///2019 Abstract Details
2019 Abstract Details2019-07-13T07:45:15-05:00

Is this the oral boards? Anesthetic management for cesarean delivery in a patient with h/o IV drug use, active endocarditis with severe tricuspid regurgitation and preeclampsia with severe features.

Abstract Number: RF7A10-504
Abstract Type: Case Report Case Series

Paul M Scott MD1 ; Rachel Kacmar MD2; Jennifer Hong MD3

Case Report

37 year old G5P3013 at 22w5d GA with a history of IV drug use including heroin and meth, presented from an outside hospital for sepsis and a newly diagnosed pregnancy. On initial evaluation found to have tricuspid valve MSSA endocarditis, bacteremia, and septic emboli to the lungs and kidneys. TTE on admission was significant for severe tricuspid regurgitation and tricuspid septal leaflet vegetation. Initial management included IV antibiotics for the endocarditis and buprenorphine for the IVDU. Over the next three weeks her course was complicated by persistent tachycardia, gestational diabetes, recurrent fevers with positive blood cultures, line associated VTE, worsening tricuspid regurgitation and preeclampsia with severe features with elevated LFTs. At 26w4d GA the decision was made to proceed with cesarean delivery (CD) for breech presentation and worsening preeclampsia with severe features.

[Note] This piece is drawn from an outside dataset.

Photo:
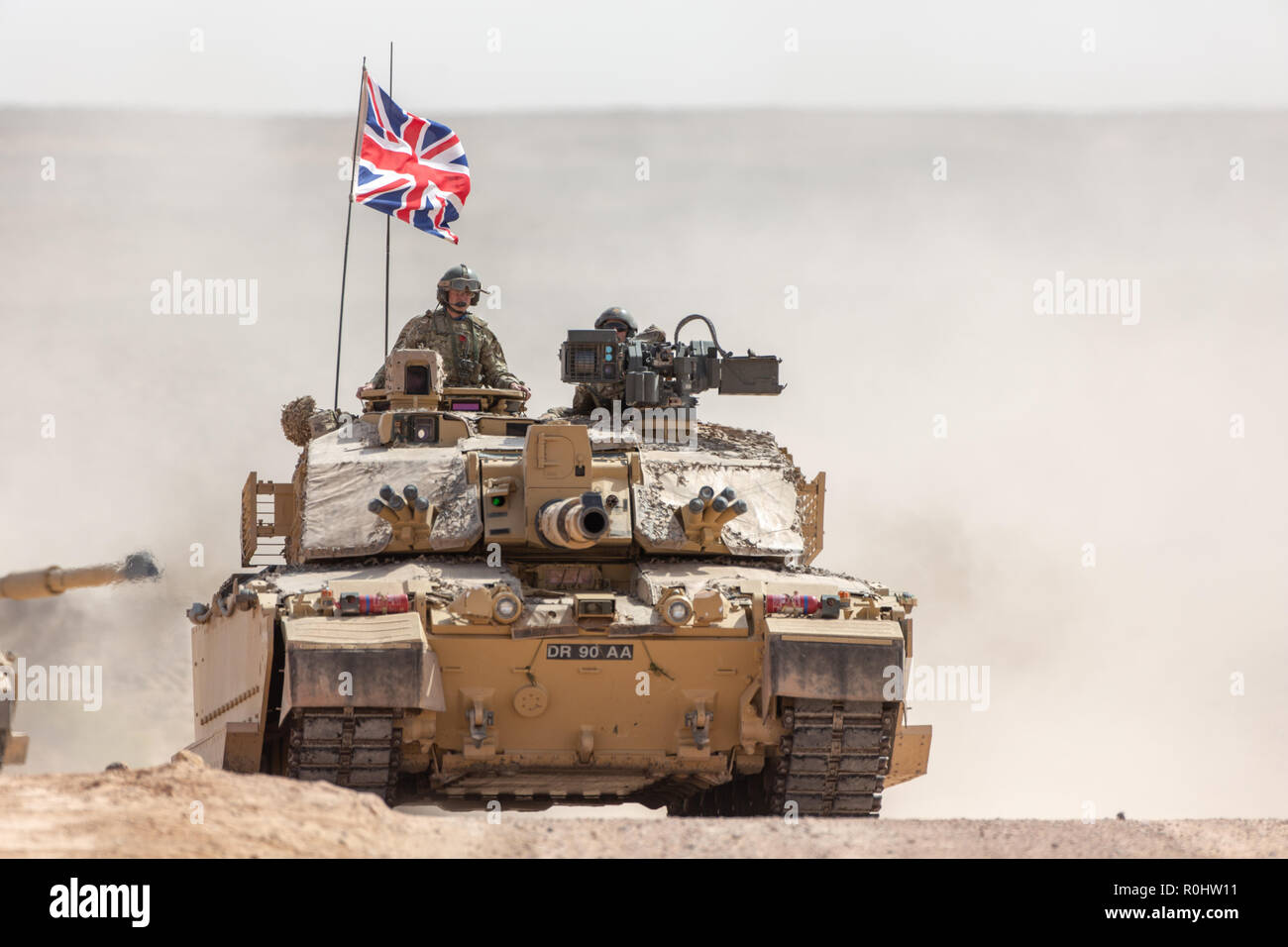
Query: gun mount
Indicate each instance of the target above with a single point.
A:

In the OR, a pre-induction arterial line was placed for hemodynamic monitoring followed by a CSE. The IT dose was 7.5 mg hyperbaric bupivacaine, 500 mcg PF morphine and 25 mcg fentanyl. After positioning and hemodynamic stability achieved with a phenylephrine infusion, the epidural was incrementally dosed with an additional 10 mL of 0.5% bupivacaine. 15 minutes after dosing the epidural, assessment of the block was determined to be inadequate for surgery. An additional 10 mL of 3% Chloroprocaine was given via the epidural, however 10 minutes later the block was still inadequate for surgery. Due to the inadequate surgical block and patient anxiety it was decided to convert to general anesthesia.

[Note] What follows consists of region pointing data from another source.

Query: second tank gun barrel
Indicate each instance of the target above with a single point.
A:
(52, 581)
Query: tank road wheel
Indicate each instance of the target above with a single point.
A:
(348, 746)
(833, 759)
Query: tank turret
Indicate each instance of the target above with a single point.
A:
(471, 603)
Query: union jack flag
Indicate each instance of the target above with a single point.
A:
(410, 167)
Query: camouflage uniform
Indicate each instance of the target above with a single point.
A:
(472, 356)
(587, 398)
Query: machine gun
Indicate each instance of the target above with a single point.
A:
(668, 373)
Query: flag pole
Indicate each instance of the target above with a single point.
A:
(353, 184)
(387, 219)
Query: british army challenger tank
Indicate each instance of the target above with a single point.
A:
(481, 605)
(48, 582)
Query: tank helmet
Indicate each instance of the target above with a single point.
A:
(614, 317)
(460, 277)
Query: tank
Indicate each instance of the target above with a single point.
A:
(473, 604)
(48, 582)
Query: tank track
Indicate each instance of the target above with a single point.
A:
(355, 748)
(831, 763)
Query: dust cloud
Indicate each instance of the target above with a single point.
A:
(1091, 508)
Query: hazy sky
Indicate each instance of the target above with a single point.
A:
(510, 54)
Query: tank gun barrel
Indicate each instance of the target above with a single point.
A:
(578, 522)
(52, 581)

Rapid sequence induction with etomidate, ketamine and succinylcholine and tracheal intubation were uncomplicated. During the CD a continued phenylephrine infusion was required for hypotension and sinus tachycardia was persistently in the 140s. Quadratus lumborum blocks were performed for post-operative analgesia prior to emergence and extubation. The patient was transported to the surgical ICU for post-operative monitoring. In the ICU the patient continued to have a vasopressor requirement after resolution of spinal and epidural complicated by low urine output. Dobutamine was started for inotropic support, the patient quickly responded with diuresis and resolution of vasopressor requirement within eight hours. Postpartum pain management was adequately achieved with scheduled acetaminophen, NSAIDs, gabapentin and buprenorphine.

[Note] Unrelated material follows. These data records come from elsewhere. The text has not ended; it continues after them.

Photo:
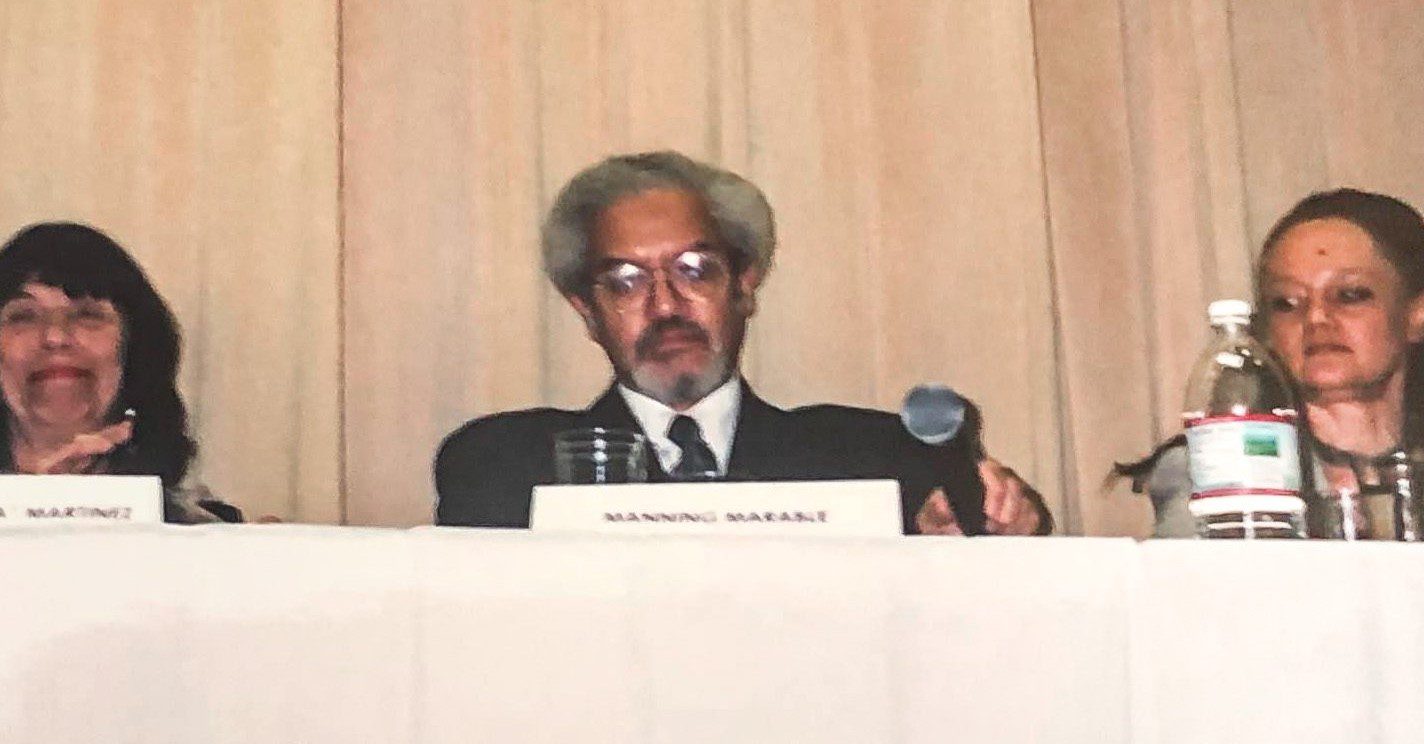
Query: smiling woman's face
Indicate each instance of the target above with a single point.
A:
(60, 359)
(1337, 312)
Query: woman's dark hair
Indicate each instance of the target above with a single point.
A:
(86, 262)
(1397, 233)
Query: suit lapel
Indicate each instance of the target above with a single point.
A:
(755, 443)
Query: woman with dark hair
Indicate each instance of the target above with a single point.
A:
(89, 367)
(1340, 300)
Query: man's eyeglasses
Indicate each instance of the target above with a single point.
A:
(698, 274)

This case presented challenges in antepartum optimization as well as peripartum anesthetic management. A slow neuraxial anesthetic was preferred, however the IT bupivacaine and subsequent epidural dosing were inadequate for surgical anesthesia. It is possible the patient had hyperalgesia due to her IVDU, but this highlights the need for back-up plans given not only the co-morbidities of this particular patient but the frequent drug shortages we currently face.